We ran in opposite directions. I ran toward the pond, toward the marshland and somehow I knew I could get away. One of the vehicles followed me; I kept running until I was past the pond, into the lake and dove down deep. At first I held my breath, and struggled for air. I calmed down and remembered that now with my inner circle knowledge, I could breathe underwater. I tried it and I could.

And so I started swimming as if I were flying and emerged 30 minutes later at the shoreline of the city across the lake. It was dark night now. And I was able to go to the safe house. But there were as many infidels there as community members and I was abducted, not knowing who I was and the secrets I held, and taken to the headquarters, jail, of the infidels, the murderers.


There I was kept to do labor. We all wore black suits so the only way we were told apart was the kemptness of our skin and hair, as well as our tasks, and did we carry guns?

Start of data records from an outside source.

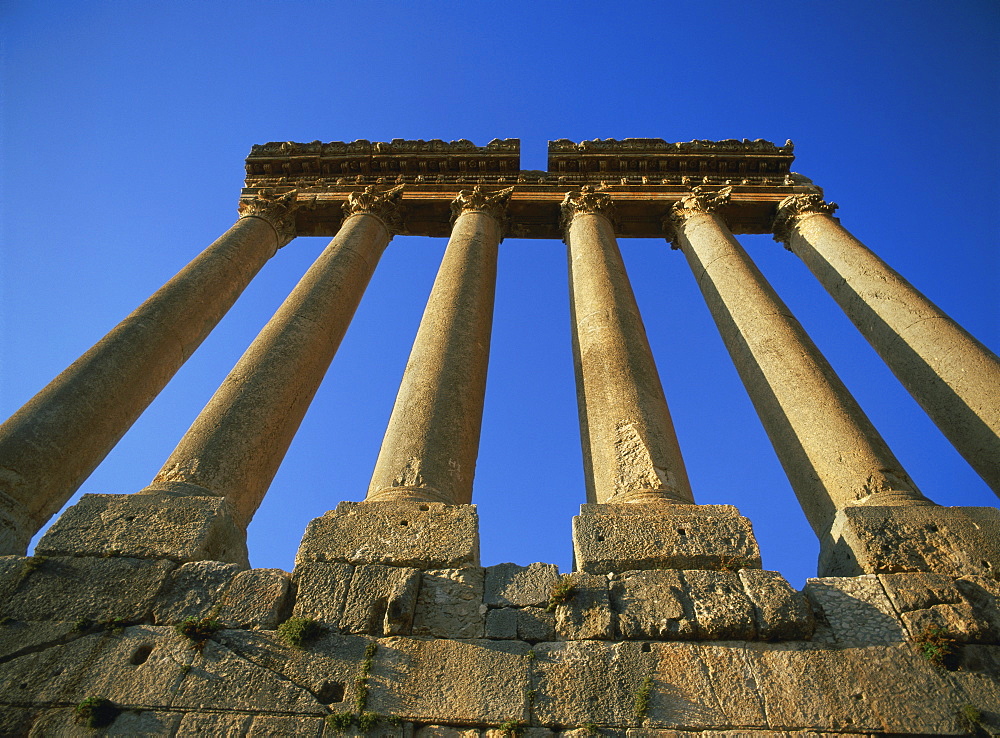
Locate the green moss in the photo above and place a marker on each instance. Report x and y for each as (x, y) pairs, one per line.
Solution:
(300, 632)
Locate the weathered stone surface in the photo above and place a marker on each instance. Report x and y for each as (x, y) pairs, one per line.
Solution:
(652, 604)
(258, 598)
(848, 690)
(780, 612)
(587, 613)
(425, 535)
(71, 588)
(321, 591)
(381, 600)
(192, 591)
(510, 585)
(856, 610)
(474, 682)
(722, 611)
(625, 537)
(148, 526)
(501, 623)
(450, 604)
(944, 540)
(535, 624)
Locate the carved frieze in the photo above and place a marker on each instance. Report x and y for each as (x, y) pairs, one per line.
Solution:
(493, 203)
(278, 210)
(795, 206)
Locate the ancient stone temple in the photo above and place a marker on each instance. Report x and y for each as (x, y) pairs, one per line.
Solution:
(138, 614)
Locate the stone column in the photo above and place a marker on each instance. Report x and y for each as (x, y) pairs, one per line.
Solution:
(224, 464)
(867, 512)
(951, 374)
(52, 444)
(630, 450)
(432, 441)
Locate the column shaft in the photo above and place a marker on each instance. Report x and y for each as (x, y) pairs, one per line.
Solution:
(432, 440)
(53, 443)
(832, 454)
(954, 378)
(235, 446)
(629, 446)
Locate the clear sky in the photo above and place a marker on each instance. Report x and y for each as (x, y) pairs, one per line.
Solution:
(125, 124)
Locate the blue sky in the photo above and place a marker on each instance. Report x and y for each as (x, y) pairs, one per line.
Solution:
(125, 124)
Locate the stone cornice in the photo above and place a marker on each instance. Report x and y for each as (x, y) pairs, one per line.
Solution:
(794, 207)
(278, 210)
(384, 205)
(492, 203)
(587, 199)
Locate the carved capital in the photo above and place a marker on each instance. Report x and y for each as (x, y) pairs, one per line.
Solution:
(587, 199)
(701, 201)
(794, 207)
(491, 203)
(278, 210)
(384, 205)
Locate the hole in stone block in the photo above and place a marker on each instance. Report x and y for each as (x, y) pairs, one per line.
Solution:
(330, 692)
(141, 654)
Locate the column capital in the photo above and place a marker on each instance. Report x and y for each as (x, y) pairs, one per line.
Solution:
(587, 199)
(795, 206)
(278, 210)
(385, 205)
(491, 203)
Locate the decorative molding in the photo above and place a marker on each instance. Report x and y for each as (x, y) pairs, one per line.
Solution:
(701, 201)
(794, 207)
(385, 205)
(278, 210)
(491, 203)
(587, 199)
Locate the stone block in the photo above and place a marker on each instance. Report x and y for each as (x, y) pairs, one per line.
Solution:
(780, 613)
(856, 609)
(428, 535)
(510, 585)
(652, 605)
(450, 604)
(71, 588)
(256, 598)
(944, 540)
(501, 623)
(148, 526)
(192, 591)
(381, 600)
(535, 624)
(722, 610)
(625, 537)
(587, 612)
(321, 591)
(453, 682)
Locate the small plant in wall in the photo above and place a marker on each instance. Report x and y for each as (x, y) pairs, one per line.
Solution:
(97, 712)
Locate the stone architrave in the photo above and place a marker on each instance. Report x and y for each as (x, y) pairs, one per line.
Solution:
(52, 444)
(832, 454)
(630, 449)
(234, 447)
(953, 376)
(432, 440)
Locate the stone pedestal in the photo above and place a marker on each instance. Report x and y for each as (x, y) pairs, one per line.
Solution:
(424, 535)
(148, 526)
(631, 536)
(957, 541)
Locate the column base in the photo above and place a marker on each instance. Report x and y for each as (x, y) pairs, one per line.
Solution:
(944, 540)
(148, 526)
(16, 527)
(628, 537)
(425, 535)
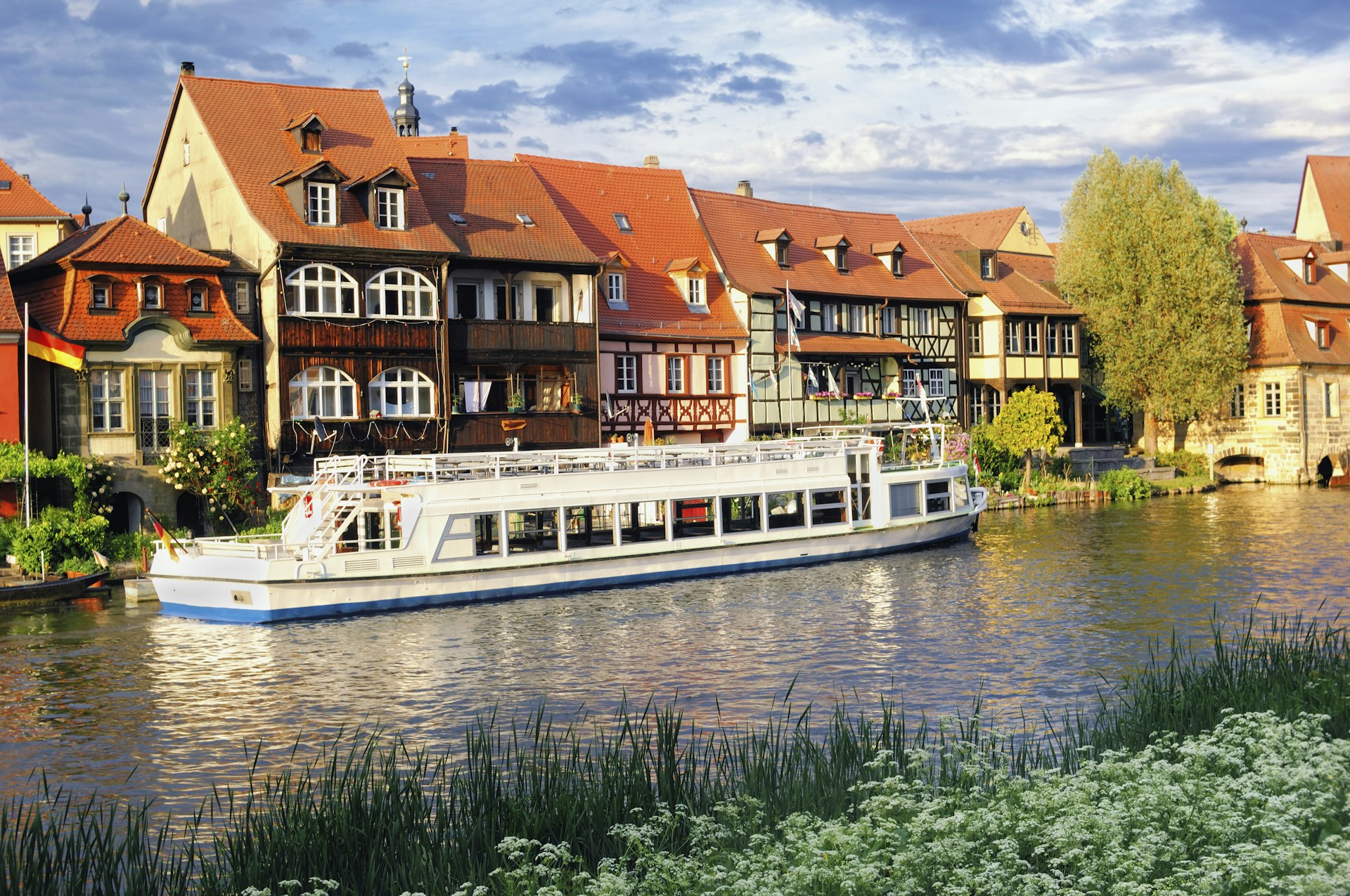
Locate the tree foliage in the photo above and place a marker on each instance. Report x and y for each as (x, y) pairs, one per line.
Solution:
(1029, 422)
(1147, 258)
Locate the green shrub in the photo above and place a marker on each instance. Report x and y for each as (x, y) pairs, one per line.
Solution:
(1188, 463)
(1125, 485)
(60, 535)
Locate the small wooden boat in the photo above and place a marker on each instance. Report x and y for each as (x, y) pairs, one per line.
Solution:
(51, 590)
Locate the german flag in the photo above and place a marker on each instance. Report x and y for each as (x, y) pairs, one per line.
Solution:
(48, 346)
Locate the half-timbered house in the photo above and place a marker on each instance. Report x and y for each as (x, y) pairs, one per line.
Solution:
(879, 328)
(312, 186)
(522, 334)
(1018, 331)
(671, 346)
(162, 343)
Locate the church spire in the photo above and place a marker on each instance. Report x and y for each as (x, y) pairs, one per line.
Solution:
(405, 117)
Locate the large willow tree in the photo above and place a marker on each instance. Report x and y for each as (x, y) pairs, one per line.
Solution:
(1147, 258)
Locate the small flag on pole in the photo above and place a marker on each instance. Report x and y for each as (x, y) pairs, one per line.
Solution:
(49, 347)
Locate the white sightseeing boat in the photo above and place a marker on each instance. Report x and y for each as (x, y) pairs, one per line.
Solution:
(409, 531)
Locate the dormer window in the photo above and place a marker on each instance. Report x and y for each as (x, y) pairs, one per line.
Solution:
(308, 133)
(688, 274)
(989, 265)
(836, 250)
(321, 202)
(389, 208)
(776, 242)
(893, 255)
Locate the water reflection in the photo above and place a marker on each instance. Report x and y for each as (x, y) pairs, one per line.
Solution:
(1030, 611)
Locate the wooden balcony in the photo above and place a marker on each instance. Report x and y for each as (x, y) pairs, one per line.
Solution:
(515, 340)
(540, 429)
(361, 436)
(670, 413)
(321, 337)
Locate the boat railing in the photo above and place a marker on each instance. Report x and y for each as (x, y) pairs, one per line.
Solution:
(342, 474)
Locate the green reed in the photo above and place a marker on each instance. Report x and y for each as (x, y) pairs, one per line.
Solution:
(385, 817)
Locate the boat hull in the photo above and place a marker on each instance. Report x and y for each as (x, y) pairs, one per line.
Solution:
(242, 601)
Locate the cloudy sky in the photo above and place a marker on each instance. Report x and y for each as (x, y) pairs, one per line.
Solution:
(918, 108)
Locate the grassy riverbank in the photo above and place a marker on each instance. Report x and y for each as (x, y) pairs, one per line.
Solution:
(1129, 796)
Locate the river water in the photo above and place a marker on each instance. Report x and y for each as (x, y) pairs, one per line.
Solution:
(1034, 610)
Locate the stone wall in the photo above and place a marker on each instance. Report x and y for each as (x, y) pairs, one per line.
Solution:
(1290, 443)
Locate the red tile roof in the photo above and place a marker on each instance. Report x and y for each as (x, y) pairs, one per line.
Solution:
(735, 221)
(843, 344)
(126, 247)
(489, 195)
(987, 230)
(1332, 174)
(10, 319)
(1280, 304)
(22, 200)
(1022, 280)
(246, 120)
(664, 228)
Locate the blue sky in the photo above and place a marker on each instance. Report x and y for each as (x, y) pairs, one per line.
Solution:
(914, 108)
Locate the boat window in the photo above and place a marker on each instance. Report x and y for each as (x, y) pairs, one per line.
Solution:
(641, 521)
(940, 495)
(742, 513)
(487, 533)
(589, 526)
(905, 500)
(694, 517)
(532, 531)
(381, 531)
(786, 510)
(828, 507)
(960, 493)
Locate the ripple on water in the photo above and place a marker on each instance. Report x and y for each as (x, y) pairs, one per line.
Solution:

Luckily there were many community members or other dissenters in this factory headquarters. Eventually, I began to notice signs of weaknesses.


I began to meditate daily, more frequently, to commune with my dead community members and Ms. P, and they helped me along.

Slowly, I found clues to my freedom, to freedom for all of us. I took great pains to find these clues without being caught.

One day, I found the right clue, and dematerialized from the factory, materializing far away into a large mansion, until recently had been abandoned.


Here were a few other survivors. Here we could build a resistance, here we could live outdoors again.